There are certain advantages which may be secured for Bulwell, if the best of the men and women in the parish will co-operate in acts to be done in Bulwell, without having regard to the opinions entertained as to Acts passed at Westminster.

The beautifying of Bulwell is an object worth the effort, by obtaining the planting of trees in suitable spots in the widest streets, and encouraging the adorning of the backyards with climbing plants, and the windows with flowers.

With the Park and the Forest, Bulwell is well-off for the formation of classes for rambles to study nature. Who will accompany the young people as an interpreter ?

There are probably 500 voluntary workers in all the departments of religious, social, and civic life. The young ones want training by books, lectures, study, and otherwise; for a trained worker is worth double an untrained one. Who will help in the training ?

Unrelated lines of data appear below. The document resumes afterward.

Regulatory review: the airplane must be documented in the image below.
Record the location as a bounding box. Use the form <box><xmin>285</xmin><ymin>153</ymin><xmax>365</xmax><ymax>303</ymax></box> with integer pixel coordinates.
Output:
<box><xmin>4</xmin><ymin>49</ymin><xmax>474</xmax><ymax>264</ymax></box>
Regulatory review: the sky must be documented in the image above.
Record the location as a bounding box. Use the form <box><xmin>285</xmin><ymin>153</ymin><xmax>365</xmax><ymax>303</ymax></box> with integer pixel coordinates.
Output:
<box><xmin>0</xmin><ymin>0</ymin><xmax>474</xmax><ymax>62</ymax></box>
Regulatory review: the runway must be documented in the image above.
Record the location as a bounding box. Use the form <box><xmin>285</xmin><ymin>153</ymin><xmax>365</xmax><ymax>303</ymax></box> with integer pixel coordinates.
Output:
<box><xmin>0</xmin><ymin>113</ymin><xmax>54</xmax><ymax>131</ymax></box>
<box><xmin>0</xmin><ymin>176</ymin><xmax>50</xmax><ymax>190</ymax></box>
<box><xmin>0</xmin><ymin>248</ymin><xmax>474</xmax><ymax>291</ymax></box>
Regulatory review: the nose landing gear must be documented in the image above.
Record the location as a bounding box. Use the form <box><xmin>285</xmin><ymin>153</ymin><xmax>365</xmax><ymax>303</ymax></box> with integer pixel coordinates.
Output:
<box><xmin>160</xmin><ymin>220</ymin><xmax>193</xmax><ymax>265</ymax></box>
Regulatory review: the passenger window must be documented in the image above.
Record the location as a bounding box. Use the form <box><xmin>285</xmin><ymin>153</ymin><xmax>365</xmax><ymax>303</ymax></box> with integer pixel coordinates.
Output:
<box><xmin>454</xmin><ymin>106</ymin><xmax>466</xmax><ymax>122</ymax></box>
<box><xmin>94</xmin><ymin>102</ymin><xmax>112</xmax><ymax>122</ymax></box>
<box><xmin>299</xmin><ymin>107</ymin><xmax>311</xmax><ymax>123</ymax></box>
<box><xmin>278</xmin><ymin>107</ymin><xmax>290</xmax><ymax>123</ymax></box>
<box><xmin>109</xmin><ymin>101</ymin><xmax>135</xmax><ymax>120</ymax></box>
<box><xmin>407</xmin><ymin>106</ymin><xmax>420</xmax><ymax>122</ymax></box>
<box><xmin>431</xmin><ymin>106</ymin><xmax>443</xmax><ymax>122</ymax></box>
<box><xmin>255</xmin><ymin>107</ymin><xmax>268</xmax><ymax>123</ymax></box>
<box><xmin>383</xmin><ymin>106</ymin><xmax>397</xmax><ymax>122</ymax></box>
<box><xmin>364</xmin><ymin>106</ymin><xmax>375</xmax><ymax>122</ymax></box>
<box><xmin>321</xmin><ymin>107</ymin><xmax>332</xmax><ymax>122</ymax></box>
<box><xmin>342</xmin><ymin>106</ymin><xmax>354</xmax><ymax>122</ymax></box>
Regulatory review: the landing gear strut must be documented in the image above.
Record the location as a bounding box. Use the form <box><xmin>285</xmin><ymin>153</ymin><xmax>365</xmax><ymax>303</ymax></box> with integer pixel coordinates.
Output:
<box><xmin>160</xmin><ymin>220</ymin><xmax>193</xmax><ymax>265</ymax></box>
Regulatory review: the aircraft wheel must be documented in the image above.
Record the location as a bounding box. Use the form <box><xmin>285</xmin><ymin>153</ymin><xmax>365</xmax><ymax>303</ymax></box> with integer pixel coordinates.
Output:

What have the boys done amiss that the Boy Scout movement is almost a blank, and the Boys' Brigade has not double its present strength ? What movements are there that will so readily develop manliness, self-restraint, self-reliance, courtesy, discipline, power of observation, health, usefulness ? Are there not a dozen men in Bulwell ready to become guides, helpers, officers ?

The girls want helpers who will train them in the blessed work of making happy homes, to be aided by all the handy-work that a good mother shows in making home a little heaven. "Give her purity, truth, and love," every good mother prays for her girl, but she must also be taught how to do things, and to do them well.

The miners, collectively, are the best able to lead in the question of preventing intemperance, and the mothers, by an organized movement, may lead in raising the tone on the question of social purity, but the thoughtful men must rally in hearty support. The churches should see to the circulation of pure literature, and the cultivation of chivalry.

What causes operated whereby the "men of Bulwell" fell from the high position of manliness, energy, self-reliance, and self-government they held for more than 400 years ? By what means has the recovery, during the past 50 years, been aided ? and how may such advantages be perpetuated and developed ? The young people may well be encouraged to write essays on the foregoing. Here is £1 offered towards a prize fund, if the heads of the schools, Day and Sunday, will formulate a little scheme.

Where is the money to come from for a Bulwell Social Improvement Fund? A bazaar of "Bulwell for Bulwell," supported heartily by all classes, would easily raise £250; but money is not half as important as personal service.

The grandest event that could happen in Bulwell would be if all the people would open their hearts to the reception of the provision the loving God has made for them by the acceptance of the Christ as their Saviour and Lord, for then the men who work in darkness would see a Great Light, and women who sigh and weep because of their heavy life-burdens would hear the words "Come unto Me, and ye shall find rest unto your souls;" all the children would be taught of God, and in every house in Bulwell there would be thanksgiving, and the voice of melody.